SIGKILL on job timeout - no log line in laravel.log
Closed this issue · 4 comments
- Laravel Version: 5.4.36
- PHP Version: PHP 7.1.12-3+ubuntu14.04.1+deb.sury.org+1
- Database Driver & Version: jenssegers/laravel-mongodb v3.2
Description:
Hi, this is my first time posting, so apologies if I missed anything.
Firstly, thank you for this amazing project, it's the backbone of my system.
Onto my problem. I rely on queues (rabbitmq + fhteam/laravel-amqp) and they have proved super useful. When a job times out (by default 60 seconds) it is killed with a SIGKILL, nothing is appended to the laravel log, and the job is not moved to the failed_jobs table.
I had a problem with this in production - all I saw was my job repeatedly failing, and not being moved to the failed jobs table. So I ran the queue worker manually on the CLI, and all I saw was "Killed". The supervisord logs suggest it was terminated by SIGKILL. Typically this suggests that the OS killed the process due to an OOM problem, however there was nothing in the OS logs.

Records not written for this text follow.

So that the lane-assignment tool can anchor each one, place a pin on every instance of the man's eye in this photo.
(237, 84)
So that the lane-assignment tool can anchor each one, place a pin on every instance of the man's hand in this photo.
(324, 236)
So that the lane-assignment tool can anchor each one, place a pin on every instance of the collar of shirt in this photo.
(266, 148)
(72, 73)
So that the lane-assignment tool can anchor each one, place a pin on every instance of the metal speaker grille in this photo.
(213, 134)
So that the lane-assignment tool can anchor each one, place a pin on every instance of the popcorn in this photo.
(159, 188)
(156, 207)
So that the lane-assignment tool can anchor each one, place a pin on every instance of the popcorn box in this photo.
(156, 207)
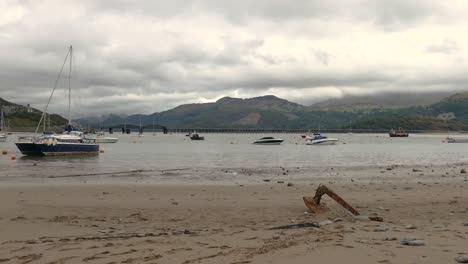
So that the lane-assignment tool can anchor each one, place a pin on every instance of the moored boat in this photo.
(195, 136)
(456, 140)
(100, 137)
(3, 135)
(398, 133)
(268, 141)
(71, 142)
(318, 139)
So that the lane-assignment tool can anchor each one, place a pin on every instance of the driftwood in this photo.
(313, 203)
(294, 226)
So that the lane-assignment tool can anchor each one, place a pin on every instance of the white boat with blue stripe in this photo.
(318, 139)
(268, 141)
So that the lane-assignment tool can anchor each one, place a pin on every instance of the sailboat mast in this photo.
(69, 86)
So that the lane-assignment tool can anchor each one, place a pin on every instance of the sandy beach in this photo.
(232, 223)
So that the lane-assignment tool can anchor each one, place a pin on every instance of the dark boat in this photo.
(70, 142)
(195, 136)
(398, 133)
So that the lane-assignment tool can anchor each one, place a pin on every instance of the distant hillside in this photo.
(386, 100)
(449, 113)
(18, 116)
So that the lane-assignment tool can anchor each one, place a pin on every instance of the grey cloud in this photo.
(146, 56)
(446, 46)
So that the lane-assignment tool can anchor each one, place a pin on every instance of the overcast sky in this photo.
(140, 56)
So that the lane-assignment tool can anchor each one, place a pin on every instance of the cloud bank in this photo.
(149, 56)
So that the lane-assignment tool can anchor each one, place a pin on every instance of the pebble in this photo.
(462, 259)
(361, 218)
(381, 229)
(327, 222)
(412, 242)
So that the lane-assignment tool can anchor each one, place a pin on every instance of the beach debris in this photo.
(295, 226)
(412, 241)
(382, 229)
(313, 203)
(462, 259)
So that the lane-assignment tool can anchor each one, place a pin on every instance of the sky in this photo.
(140, 56)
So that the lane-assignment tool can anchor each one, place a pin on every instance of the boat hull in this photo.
(328, 141)
(270, 142)
(398, 135)
(107, 140)
(59, 149)
(456, 140)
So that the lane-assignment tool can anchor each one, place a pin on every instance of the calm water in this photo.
(161, 152)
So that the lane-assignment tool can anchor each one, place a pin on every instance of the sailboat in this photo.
(140, 130)
(3, 135)
(70, 142)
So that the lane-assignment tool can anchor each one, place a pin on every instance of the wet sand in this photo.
(231, 223)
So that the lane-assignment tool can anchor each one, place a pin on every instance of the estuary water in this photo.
(160, 152)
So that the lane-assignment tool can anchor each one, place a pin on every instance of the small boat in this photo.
(195, 136)
(318, 139)
(71, 142)
(3, 135)
(268, 141)
(100, 137)
(398, 133)
(456, 140)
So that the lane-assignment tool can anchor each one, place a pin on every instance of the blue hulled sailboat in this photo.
(70, 142)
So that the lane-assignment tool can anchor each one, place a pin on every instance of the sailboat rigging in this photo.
(70, 142)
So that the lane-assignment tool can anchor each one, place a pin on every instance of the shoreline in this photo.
(151, 223)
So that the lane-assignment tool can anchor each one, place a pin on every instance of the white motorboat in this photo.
(318, 139)
(268, 141)
(100, 137)
(456, 140)
(3, 135)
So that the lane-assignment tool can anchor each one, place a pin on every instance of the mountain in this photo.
(449, 113)
(385, 100)
(264, 112)
(21, 117)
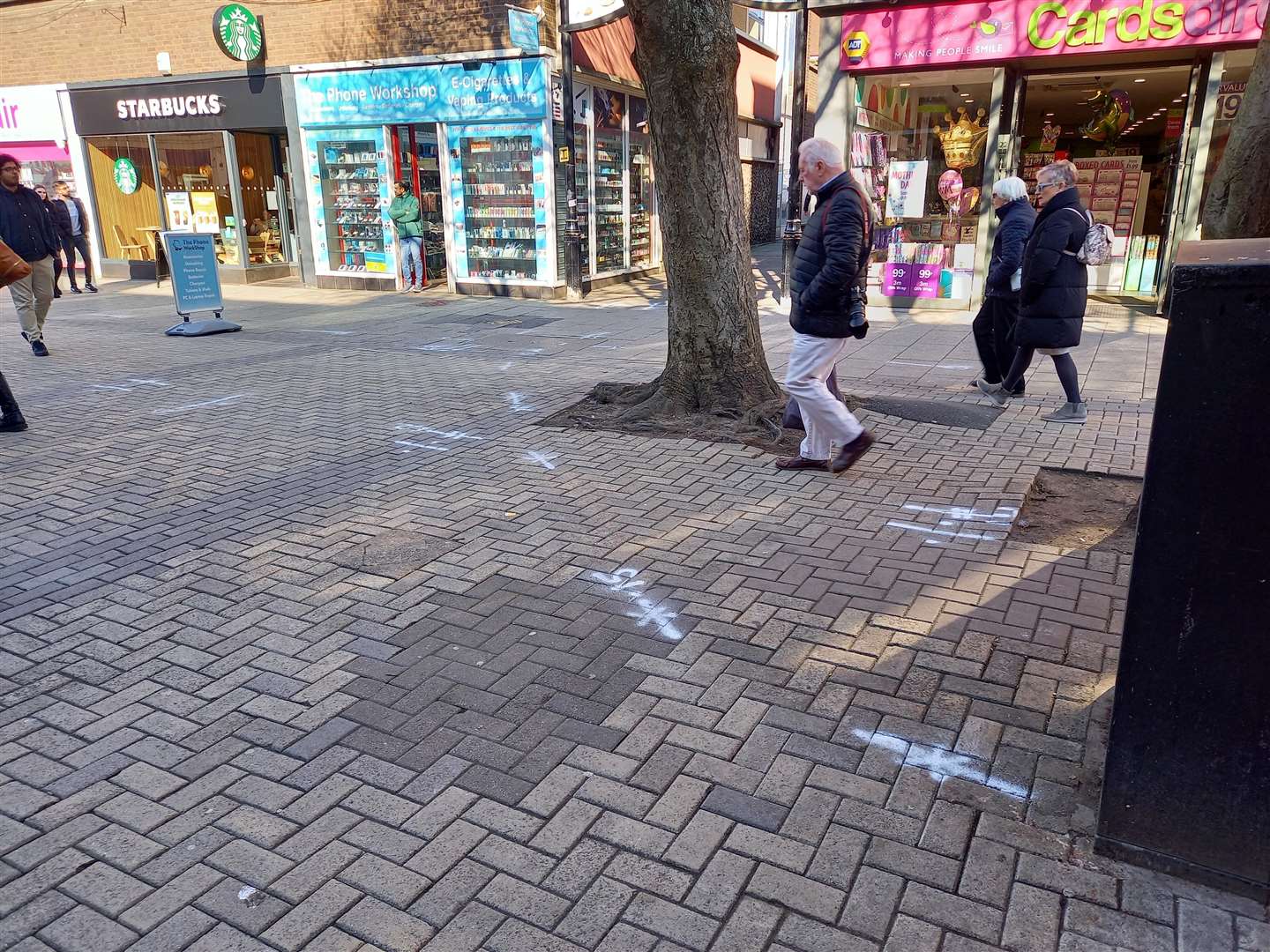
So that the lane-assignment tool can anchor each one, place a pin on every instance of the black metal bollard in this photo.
(1188, 770)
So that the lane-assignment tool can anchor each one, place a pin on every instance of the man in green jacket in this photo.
(407, 221)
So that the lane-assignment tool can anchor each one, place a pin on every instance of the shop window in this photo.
(498, 201)
(263, 199)
(582, 178)
(195, 181)
(123, 185)
(917, 149)
(640, 176)
(609, 185)
(354, 201)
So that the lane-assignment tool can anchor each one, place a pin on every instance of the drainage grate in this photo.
(941, 413)
(394, 551)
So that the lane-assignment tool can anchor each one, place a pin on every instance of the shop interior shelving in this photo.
(641, 199)
(351, 198)
(498, 207)
(609, 208)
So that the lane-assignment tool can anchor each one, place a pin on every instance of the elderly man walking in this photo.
(28, 228)
(827, 279)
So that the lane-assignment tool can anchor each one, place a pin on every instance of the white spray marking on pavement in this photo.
(957, 521)
(410, 446)
(624, 583)
(444, 435)
(442, 346)
(937, 366)
(135, 381)
(220, 401)
(940, 763)
(1002, 514)
(945, 533)
(544, 460)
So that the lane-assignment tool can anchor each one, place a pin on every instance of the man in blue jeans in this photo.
(407, 219)
(78, 238)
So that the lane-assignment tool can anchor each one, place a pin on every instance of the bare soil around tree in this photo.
(609, 407)
(1082, 510)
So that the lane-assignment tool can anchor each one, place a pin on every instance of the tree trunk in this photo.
(1238, 202)
(686, 52)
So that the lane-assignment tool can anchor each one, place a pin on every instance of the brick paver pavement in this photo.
(311, 639)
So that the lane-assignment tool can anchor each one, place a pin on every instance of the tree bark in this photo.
(686, 54)
(1238, 202)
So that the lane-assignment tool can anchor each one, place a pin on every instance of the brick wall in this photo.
(51, 41)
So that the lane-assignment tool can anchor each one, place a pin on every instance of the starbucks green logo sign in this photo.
(126, 178)
(238, 32)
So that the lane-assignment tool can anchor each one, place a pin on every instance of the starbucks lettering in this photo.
(169, 106)
(192, 106)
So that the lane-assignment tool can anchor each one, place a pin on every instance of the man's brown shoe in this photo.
(799, 462)
(851, 452)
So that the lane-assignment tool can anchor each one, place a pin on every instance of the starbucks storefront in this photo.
(199, 155)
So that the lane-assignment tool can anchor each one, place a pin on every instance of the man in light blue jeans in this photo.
(407, 219)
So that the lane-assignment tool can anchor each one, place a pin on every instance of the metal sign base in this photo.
(198, 329)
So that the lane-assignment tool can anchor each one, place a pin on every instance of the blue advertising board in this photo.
(195, 280)
(494, 90)
(522, 28)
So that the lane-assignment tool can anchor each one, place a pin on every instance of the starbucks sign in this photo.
(126, 178)
(238, 32)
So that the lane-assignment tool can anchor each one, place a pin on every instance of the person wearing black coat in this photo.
(1054, 292)
(57, 212)
(995, 324)
(827, 283)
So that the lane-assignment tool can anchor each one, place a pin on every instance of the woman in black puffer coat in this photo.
(995, 324)
(1054, 291)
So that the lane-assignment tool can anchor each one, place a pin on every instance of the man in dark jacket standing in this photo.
(995, 324)
(77, 240)
(1054, 291)
(26, 227)
(830, 271)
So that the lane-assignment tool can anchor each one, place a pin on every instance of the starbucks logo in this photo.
(126, 178)
(238, 32)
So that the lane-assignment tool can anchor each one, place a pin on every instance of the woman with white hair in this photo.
(995, 324)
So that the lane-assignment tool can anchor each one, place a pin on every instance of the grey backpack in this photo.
(1096, 248)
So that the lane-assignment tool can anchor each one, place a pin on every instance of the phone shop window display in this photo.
(918, 153)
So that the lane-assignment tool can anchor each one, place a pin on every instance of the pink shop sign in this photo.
(986, 32)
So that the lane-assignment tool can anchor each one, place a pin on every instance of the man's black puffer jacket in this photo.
(831, 259)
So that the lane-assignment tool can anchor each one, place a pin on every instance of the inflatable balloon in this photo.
(1113, 112)
(950, 185)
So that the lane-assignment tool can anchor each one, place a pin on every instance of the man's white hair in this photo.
(820, 150)
(1011, 188)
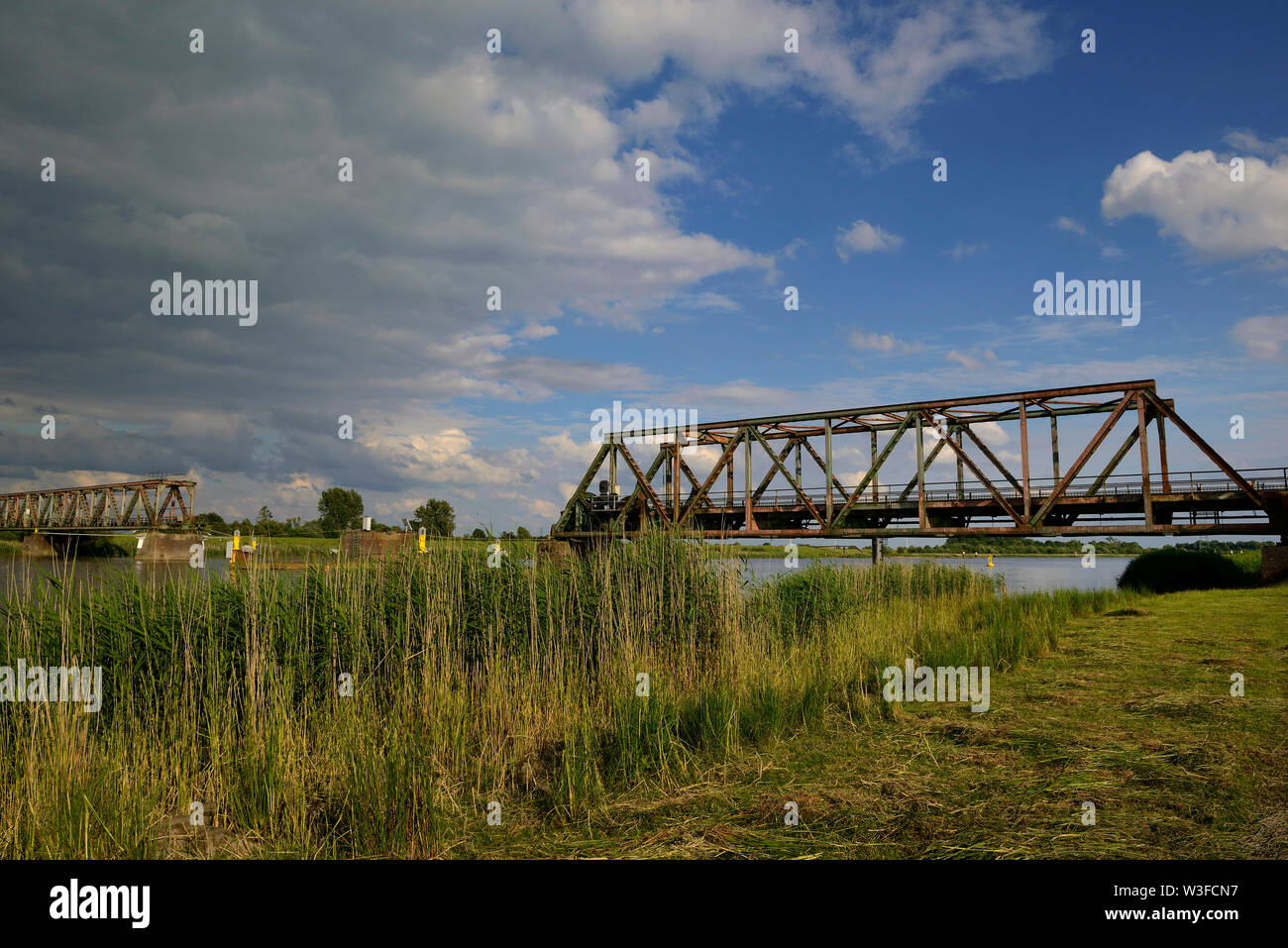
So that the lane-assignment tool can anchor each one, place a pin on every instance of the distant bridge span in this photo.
(999, 498)
(155, 504)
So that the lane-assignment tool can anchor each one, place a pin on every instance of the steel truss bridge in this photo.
(154, 504)
(999, 500)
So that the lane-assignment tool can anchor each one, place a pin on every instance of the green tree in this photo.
(437, 517)
(339, 509)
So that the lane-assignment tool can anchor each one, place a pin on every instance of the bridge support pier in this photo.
(38, 546)
(166, 548)
(1274, 563)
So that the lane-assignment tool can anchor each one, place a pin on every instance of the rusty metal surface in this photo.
(1157, 501)
(128, 505)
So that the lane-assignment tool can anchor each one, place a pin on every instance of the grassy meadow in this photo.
(471, 685)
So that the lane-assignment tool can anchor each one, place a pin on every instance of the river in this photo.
(1022, 574)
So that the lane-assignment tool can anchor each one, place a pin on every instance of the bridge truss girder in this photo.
(1009, 502)
(129, 505)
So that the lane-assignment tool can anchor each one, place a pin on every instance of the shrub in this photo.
(1173, 571)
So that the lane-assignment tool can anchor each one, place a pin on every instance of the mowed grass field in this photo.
(1129, 710)
(516, 690)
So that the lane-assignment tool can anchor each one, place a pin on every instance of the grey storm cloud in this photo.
(469, 171)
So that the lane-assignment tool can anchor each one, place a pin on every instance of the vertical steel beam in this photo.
(827, 456)
(921, 476)
(1024, 458)
(875, 485)
(1141, 427)
(961, 468)
(1055, 450)
(675, 479)
(1162, 451)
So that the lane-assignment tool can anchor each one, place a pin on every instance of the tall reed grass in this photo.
(469, 685)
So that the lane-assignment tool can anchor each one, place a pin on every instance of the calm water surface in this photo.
(1022, 574)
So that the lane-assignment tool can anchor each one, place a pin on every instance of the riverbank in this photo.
(1129, 711)
(380, 707)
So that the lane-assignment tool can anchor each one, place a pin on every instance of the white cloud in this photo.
(1193, 197)
(974, 360)
(962, 250)
(1070, 226)
(862, 237)
(877, 342)
(1262, 337)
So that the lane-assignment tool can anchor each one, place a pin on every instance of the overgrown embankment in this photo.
(518, 685)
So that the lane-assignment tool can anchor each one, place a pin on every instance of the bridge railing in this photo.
(1122, 485)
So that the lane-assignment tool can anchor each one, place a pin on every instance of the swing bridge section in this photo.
(802, 493)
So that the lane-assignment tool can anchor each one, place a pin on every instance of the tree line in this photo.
(340, 509)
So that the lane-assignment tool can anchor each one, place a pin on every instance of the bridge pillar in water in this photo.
(38, 546)
(166, 548)
(1274, 563)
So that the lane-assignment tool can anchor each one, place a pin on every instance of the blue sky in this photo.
(516, 170)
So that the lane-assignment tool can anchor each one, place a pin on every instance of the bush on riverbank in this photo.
(1173, 571)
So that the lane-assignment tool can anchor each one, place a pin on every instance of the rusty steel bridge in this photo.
(155, 504)
(997, 498)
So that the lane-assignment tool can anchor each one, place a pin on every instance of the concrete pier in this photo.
(1274, 563)
(38, 546)
(166, 548)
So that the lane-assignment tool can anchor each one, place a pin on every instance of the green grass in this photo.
(1131, 711)
(518, 685)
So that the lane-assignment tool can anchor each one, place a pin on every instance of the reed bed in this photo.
(469, 685)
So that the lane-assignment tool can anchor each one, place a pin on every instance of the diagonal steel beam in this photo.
(1082, 459)
(974, 469)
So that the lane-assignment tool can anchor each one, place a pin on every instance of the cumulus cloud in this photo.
(883, 343)
(1262, 337)
(469, 171)
(862, 237)
(1194, 200)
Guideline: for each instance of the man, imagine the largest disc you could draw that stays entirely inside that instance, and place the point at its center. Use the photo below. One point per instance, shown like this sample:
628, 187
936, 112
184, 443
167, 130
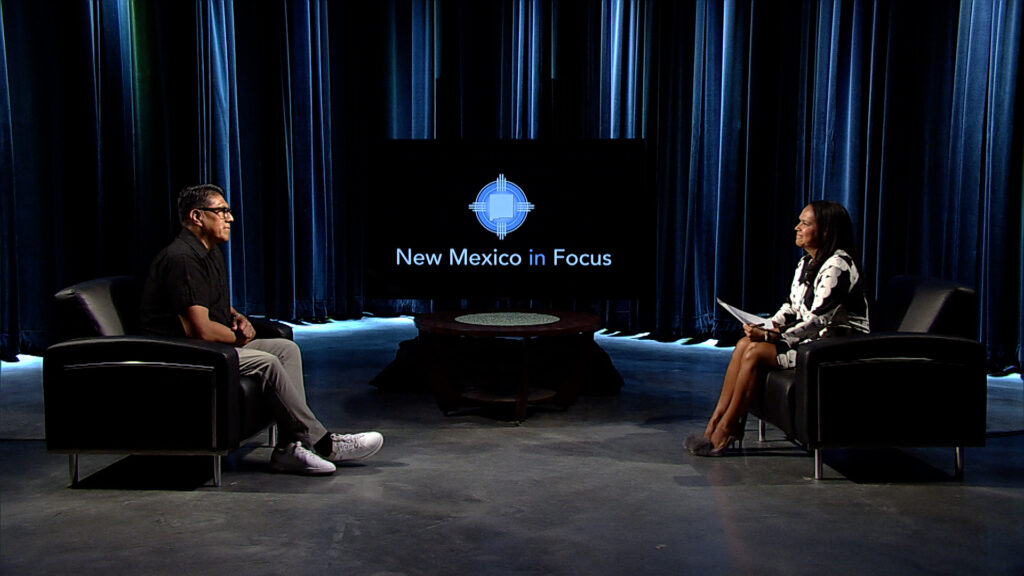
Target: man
186, 294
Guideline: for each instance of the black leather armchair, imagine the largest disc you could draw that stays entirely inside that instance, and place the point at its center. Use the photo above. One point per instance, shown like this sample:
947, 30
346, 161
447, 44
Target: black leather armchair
109, 389
918, 379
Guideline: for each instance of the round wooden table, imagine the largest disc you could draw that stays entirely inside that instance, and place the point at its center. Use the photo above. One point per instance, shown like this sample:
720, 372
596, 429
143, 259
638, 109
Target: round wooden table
440, 332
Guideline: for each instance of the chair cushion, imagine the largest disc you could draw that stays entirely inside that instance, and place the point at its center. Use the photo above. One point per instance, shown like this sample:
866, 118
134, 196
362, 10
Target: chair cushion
105, 306
779, 400
927, 305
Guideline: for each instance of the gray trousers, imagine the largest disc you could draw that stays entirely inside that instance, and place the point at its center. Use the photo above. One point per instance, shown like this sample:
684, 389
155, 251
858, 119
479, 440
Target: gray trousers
278, 365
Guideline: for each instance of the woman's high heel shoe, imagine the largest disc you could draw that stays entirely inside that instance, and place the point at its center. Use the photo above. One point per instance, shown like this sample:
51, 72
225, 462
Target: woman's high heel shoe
708, 449
740, 430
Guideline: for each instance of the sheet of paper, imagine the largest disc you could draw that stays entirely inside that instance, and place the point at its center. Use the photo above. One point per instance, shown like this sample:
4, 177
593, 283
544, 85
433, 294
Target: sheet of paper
745, 317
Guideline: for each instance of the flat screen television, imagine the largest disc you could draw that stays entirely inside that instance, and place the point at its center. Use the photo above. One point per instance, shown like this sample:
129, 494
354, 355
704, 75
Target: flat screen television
510, 219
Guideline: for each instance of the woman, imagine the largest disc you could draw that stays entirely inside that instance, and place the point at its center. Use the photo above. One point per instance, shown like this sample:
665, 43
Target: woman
826, 298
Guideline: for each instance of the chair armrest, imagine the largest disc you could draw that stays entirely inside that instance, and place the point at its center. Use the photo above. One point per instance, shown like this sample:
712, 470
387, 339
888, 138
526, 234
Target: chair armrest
270, 329
140, 394
890, 389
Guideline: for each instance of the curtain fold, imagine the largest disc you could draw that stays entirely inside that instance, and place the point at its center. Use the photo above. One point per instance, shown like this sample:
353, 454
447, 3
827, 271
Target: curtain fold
9, 317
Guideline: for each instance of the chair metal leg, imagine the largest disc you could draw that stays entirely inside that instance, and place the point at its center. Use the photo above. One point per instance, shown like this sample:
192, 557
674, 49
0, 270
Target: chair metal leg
73, 468
216, 470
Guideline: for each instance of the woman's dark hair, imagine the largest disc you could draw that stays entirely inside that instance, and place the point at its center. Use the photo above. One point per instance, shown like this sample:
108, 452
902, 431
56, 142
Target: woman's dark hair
835, 233
196, 197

So it appears as a silent crash. It's only after I deduced the timing that I realised my timeout value was not being respected (this was actually a bug in my code, see code sample below if curious)
class MyJob implements ShouldQueue
{
use Dispatchable, InteractsWithQueue, Queueable, SerializesModels;
// WARNING - THIS TIMEOUT WILL NOT BE RESPECTED - BE CAREFUL IF USING const
private const JOB_TIMEOUT = 86400; // 1 DAY
public $timeout = self::JOB_TIMEOUT;
public function __construct(){}
public function handle(){}
}
I just wanted to check if the lack of an entry in the log file is a bug or a limitation of how the process is terminated, and if it is a limitation I would appreciate any suggestions on how I can better manage it.
Steps To Reproduce:
- Create a job class with no timeout (default is 60s)
- Enqueue a job
- Make sure that the
handle()
function will take >60 seconds - Start a queue worker
- The job will fail N times, no log lines will be appended to laravel.log, and the job will not enter the failed_jobs table
Thanks again,
I believe you can/should use the queue event system to get hold of these errors. But I'm not 100% sure this also applies to the specific case you described:
Here's a trimmed version of what I did to not miss anything, from my AppServiceProvider.php::boot()
:
protected function initializeQueueEvents()
{
Queue::before(function (JobProcessing $event) {
$job = $event->job;
$logger = $this->getLoggerForQueue($job->getQueue());
$logger->info(\get_class($event), $this->getJobDetails($job));
});
Queue::after(function (JobProcessed $event) {
$job = $event->job;
$logger = $this->getLoggerForQueue($job->getQueue());
$logger->info(\get_class($event), $this->getJobDetails($job));
});
Queue::exceptionOccurred(function (JobExceptionOccurred $event) {
$job = $event->job;
$logger = $this->getLoggerForQueue($job->getQueue());
$details = $this->getJobDetails($job);
$details['exception'] = $event->exception;
$logger->error(\get_class($event), $details);
});
Queue::failing(function (JobFailed $event) {
$job = $event->job;
$logger = $this->getLoggerForQueue($job->getQueue());
$details = $this->getJobDetails($job);
$details['exception'] = $event->exception;
$logger->error(\get_class($event), $details);
});
}
Note: I'm using a dedicated logger because our system has so many jobs to process we need a dedicated log "per queue".
TL;DR: you might want to remove getLoggerForQueue
and getJobDetails
and simply log something using \Log::…
Are you saying that the job isn't thrown into the failed_jobs table even after it reaches maximum number of attempts?
@sisve yes I believe so. I start the queue worker using supervisord, with the following command:
command=php /opt/my_laravel_project/artisan queue:work --queue=QUEUE_1,QUEUE_2 --tries=3 --no-interaction
and the job never enters the failed_jobs table. I'm using mongodb, that may or may not be an extra complication.
@mfn the Queue::before
event fires, but the other three events do not fire (Queue::after
, Queue::exceptionOccurred
, Queue::failing
) :/
Can't replicate this, just like your other issue report I think it's only specific to your app, you'll need to investigate this more since you're the only one who can replicate.